Parity with RM.weights¶
pyFIES is a clean-room reimplementation of FAO's R package
RM.weights. Numerical
agreement is verified against the four FAO sample country datasets shipped
with RM.weights (data.FAO_country1 through data.FAO_country4).
How parity is enforced¶
The reference outputs come from a single-shot R run:
This installs RM.weights if needed, runs RM.w, prob.assign, and
equating.fun on each sample country, and dumps the numerical outputs as
JSON under tests/fixtures/r_reference/. The Python parity tests
(tests/test_parity_r.py) reload the input data from those fixtures, re-fit
in pyFIES, and assert agreement to fixed tolerances.
R is not required to run pyFIES, only to regenerate fixtures.

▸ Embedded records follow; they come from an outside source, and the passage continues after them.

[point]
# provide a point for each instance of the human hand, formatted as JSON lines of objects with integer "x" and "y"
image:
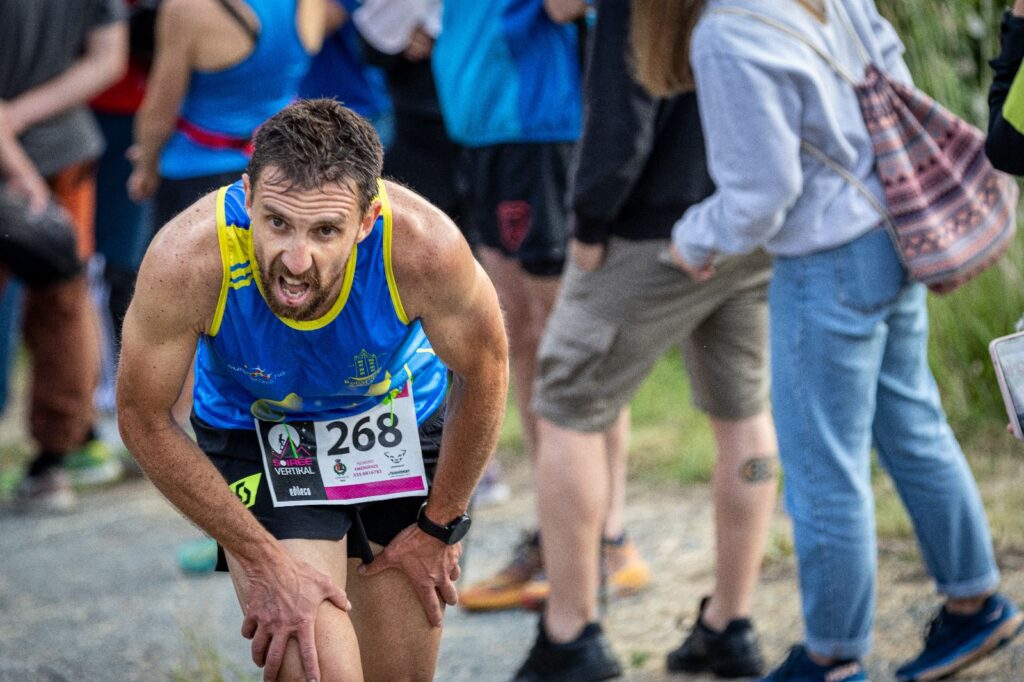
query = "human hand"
{"x": 421, "y": 44}
{"x": 697, "y": 273}
{"x": 144, "y": 177}
{"x": 431, "y": 565}
{"x": 563, "y": 11}
{"x": 281, "y": 603}
{"x": 13, "y": 121}
{"x": 15, "y": 167}
{"x": 28, "y": 183}
{"x": 588, "y": 257}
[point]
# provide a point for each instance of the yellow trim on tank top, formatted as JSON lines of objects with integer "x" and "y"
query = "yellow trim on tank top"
{"x": 218, "y": 312}
{"x": 392, "y": 285}
{"x": 327, "y": 317}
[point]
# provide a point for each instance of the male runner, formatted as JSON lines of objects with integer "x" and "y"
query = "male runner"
{"x": 328, "y": 307}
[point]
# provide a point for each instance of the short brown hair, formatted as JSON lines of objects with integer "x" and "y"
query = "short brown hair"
{"x": 660, "y": 39}
{"x": 315, "y": 141}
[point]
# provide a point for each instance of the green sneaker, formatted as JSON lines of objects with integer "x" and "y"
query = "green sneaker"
{"x": 198, "y": 556}
{"x": 95, "y": 463}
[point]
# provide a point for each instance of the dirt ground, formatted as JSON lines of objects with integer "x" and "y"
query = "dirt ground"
{"x": 97, "y": 595}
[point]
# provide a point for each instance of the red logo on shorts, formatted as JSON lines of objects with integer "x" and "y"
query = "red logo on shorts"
{"x": 514, "y": 220}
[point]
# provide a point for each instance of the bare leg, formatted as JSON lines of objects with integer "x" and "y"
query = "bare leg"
{"x": 744, "y": 487}
{"x": 526, "y": 302}
{"x": 616, "y": 446}
{"x": 336, "y": 643}
{"x": 396, "y": 642}
{"x": 572, "y": 500}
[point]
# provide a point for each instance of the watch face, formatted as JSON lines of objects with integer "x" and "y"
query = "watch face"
{"x": 459, "y": 529}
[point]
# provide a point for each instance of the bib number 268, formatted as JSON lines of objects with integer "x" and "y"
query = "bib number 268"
{"x": 366, "y": 434}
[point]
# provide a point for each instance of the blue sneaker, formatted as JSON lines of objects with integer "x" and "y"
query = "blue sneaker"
{"x": 953, "y": 642}
{"x": 798, "y": 667}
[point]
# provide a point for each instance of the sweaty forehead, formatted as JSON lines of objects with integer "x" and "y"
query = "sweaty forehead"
{"x": 283, "y": 196}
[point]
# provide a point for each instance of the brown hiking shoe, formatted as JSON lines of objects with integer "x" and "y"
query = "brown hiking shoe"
{"x": 504, "y": 590}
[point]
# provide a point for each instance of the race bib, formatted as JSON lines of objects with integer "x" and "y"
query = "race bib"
{"x": 372, "y": 456}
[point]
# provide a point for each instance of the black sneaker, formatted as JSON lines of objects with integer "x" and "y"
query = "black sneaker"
{"x": 732, "y": 652}
{"x": 586, "y": 658}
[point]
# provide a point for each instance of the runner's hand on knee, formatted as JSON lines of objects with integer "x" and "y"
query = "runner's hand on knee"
{"x": 431, "y": 566}
{"x": 283, "y": 598}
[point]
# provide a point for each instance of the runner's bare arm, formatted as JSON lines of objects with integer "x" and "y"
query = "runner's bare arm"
{"x": 175, "y": 297}
{"x": 442, "y": 285}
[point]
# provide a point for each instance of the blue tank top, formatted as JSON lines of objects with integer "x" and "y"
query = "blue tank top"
{"x": 254, "y": 364}
{"x": 235, "y": 101}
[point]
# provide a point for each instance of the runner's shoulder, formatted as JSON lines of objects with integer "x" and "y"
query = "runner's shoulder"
{"x": 427, "y": 248}
{"x": 183, "y": 262}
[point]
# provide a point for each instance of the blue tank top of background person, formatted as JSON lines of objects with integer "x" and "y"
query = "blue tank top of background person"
{"x": 235, "y": 101}
{"x": 339, "y": 72}
{"x": 254, "y": 364}
{"x": 506, "y": 73}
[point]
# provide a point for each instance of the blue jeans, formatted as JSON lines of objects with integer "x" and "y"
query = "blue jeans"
{"x": 850, "y": 368}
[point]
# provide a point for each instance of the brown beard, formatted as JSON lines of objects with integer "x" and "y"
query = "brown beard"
{"x": 311, "y": 308}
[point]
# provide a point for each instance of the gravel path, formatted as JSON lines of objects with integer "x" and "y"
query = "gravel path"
{"x": 97, "y": 596}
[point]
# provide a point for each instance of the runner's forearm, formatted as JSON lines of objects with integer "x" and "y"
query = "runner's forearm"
{"x": 475, "y": 410}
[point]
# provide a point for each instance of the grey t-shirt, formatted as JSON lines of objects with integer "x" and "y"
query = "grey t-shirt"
{"x": 39, "y": 39}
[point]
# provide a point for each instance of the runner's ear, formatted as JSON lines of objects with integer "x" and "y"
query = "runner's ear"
{"x": 369, "y": 219}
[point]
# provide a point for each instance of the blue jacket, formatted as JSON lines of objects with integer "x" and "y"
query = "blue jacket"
{"x": 506, "y": 73}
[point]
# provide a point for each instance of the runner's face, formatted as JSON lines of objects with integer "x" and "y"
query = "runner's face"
{"x": 302, "y": 240}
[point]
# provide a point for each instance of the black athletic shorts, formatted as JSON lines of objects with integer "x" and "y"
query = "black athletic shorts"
{"x": 236, "y": 453}
{"x": 516, "y": 195}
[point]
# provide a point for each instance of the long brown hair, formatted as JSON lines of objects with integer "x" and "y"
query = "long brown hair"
{"x": 659, "y": 35}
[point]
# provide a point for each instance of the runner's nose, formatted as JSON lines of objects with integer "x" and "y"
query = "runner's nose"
{"x": 297, "y": 258}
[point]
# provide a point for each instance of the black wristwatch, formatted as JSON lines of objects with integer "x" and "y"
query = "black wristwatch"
{"x": 450, "y": 534}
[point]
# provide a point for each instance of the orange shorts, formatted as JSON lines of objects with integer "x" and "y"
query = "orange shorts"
{"x": 75, "y": 188}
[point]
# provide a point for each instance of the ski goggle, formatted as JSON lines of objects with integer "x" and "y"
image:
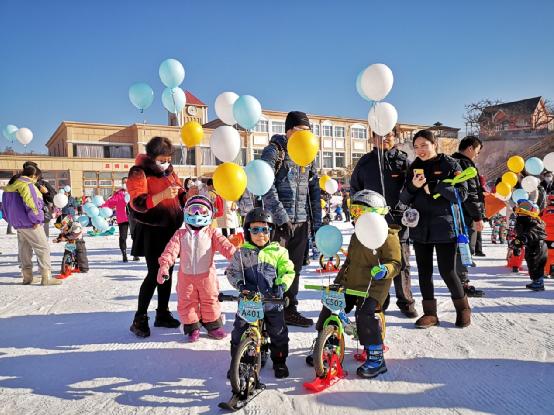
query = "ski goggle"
{"x": 358, "y": 210}
{"x": 260, "y": 229}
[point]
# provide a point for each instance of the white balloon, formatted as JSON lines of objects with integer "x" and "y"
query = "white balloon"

Tolerances and what to expect¶
| Quantity | Tolerance | Notes |
|---|---|---|
| Item severities \(\beta\) | \(2 \times 10^{-4}\) | Limited by finite-precision \(\gamma_r\) summation; worst case is country 4 (β spread ≈ 6 units). |
| Person parameters \(\theta\) | \(10^{-2}\) | \(\beta\) noise propagates through the score-equation inversion. |
| Equating scale & shift | \(10^{-3}\) | |
| Common-items mask | exact match | All 4 countries flag the same items as unique. |
| Adjusted thresholds | \(5 \times 10^{-4}\) | |
| Prevalence rates | \(5 \times 10^{-3}\) (= 0.5 pp) | Empirically ≤ 0.3 pp on all 4 countries. |
n.compl (R) ↔ n_complete_non_extreme (pyFIES) |
exact |
Identification convention¶
RM.weights does not strictly enforce a sum-to-zero identification on
\(\beta\) — the iterative algorithm leaves a residual offset of order
\(10^{-5}\). pyFIES enforces sum-to-zero exactly. The conditional likelihood
is invariant under a uniform \(\beta\) shift, so both answers are the same
MLE up to the identification constant. The parity tests subtract mean(R β)
from R's reported \(\beta\) before comparison.
When parity could break¶
- Item severities with very wide spread (say > 6 units between most and least severe items) push the elementary symmetric function recursion closer to floating-point precision limits. The 2e-4 tolerance accommodates this; if a real dataset shows wider spread, expect somewhat larger pyFIES-vs-R differences (still well within research reporting precision).
- Optimizer convergence: pyFIES uses SciPy's L-BFGS-B with
gtol=1e-8. If you tighten or loosenRaschModel(tol=...)you may move modestly closer to or further from R.
Sample dataset summary¶
| Country | n | Complete non-extreme | Unique items (vs. global standard) |
|---|---|---|---|
| 1 | 1000 | 423 | WORRIED, HEALTHY |
| 2 | 1000 | 505 | FEWFOOD, SKIPPED |
| 3 | 1008 | 734 | HUNGRY |
| 4 | 1000 | 597 | WORRIED |
These are anonymized Gallup World Poll datasets from the Voices of the
Hungry project, distributed inside RM.weights and used here only as
reference numerical fixtures.